Hace unos días me ofrecieron escribir una nota también sobre mi padre. Les aseguro que no me resultó fácil aceptar. Es que me comprenden las generales de la ley. Pero en aquel, como en este caso, ante las amables insistencias, no pude negarme.
Decía en la nota anterior que lo primero que podría decir de mi padre, es algo que estoy seguro de que a él lo gratificaría: que fue una buena persona.
No es algo tan sencillo. No alcanza con ser un hombre legal, hay que ser, además, un hombre moral. La ley es menos exigente que la moral. Y es en ese sentido profundo y exigente que digo que Raúl Alfonsín fue una buena persona.
Decía un filósofo español que cualquier ciudadano tiene la obligación de procurar ser ejemplar, pero que esta obligación es mayor en el caso de quienes hacen política. Y es obvio.
Es que a los políticos, decía el pensador, la sociedad les encarga cuestiones muy importantes, y lo mínimo que puede exigirles a cambio, es que sus conductas sean ejemplares. Es decir, que sean de esas que vale la pena emular.

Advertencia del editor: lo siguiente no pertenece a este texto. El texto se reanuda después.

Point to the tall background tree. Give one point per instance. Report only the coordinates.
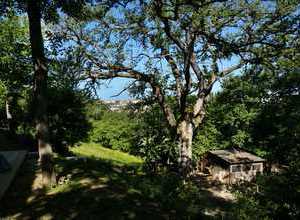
(181, 49)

Podemos decir de la ejemplaridad lo mismo que decíamos respecto de las buenas personas: no alcanza para ser ejemplar con cumplir con la ley. Para ser ejemplar hay que hacer más de lo que ella manda. Hay cosas que la ley no nos exige, pero la ejemplaridad sí. Veamos algunas.
Los recursos del Estado no son infinitos, las demandas sí. La ejemplaridad pues, obliga a asignarlos con criterios morales. La corrupción mata, decimos, y es cierto, pero la incorrecta (o inmoral) asignación de los recursos también. La ejemplaridad obliga al político a actuar con humildad. Debe sentirse siempre un servidor. Su contracara, la soberbia, impide el diálogo, la confrontación de argumentos y anula un recurso valioso para acercarnos a la decisión correcta. Las consecuencias las paga la sociedad.
No resulta ejemplar tampoco, andar atribuyendo intenciones perversas o ridículas al que piensa diferente. Ni ser demagogo, ni poner por encima de los intereses generales, los personales o los partidarios. Ni incurrir en actitudes intelectualmente deshonestas, ni contaminar la defensa de las ideas con sentimientos de rencor o revancha. No es ejemplar el electoralismo, ni andar cambiando de ideas según soplen los vientos.
En fin amigos, como verán a estas cosas no las exige la ley, pero sí la ejemplaridad. Tal vez no quede muy bien, pero les aseguro que Raúl Alfonsín procuró siempre en su vida privada actuar como una buena persona, y en la pública, con ejemplaridad. Por supuesto, con esto no alcanza, la política es algo muy complejo, y no es fácil realizar los ideales más valiosos. Pero esta es otra historia.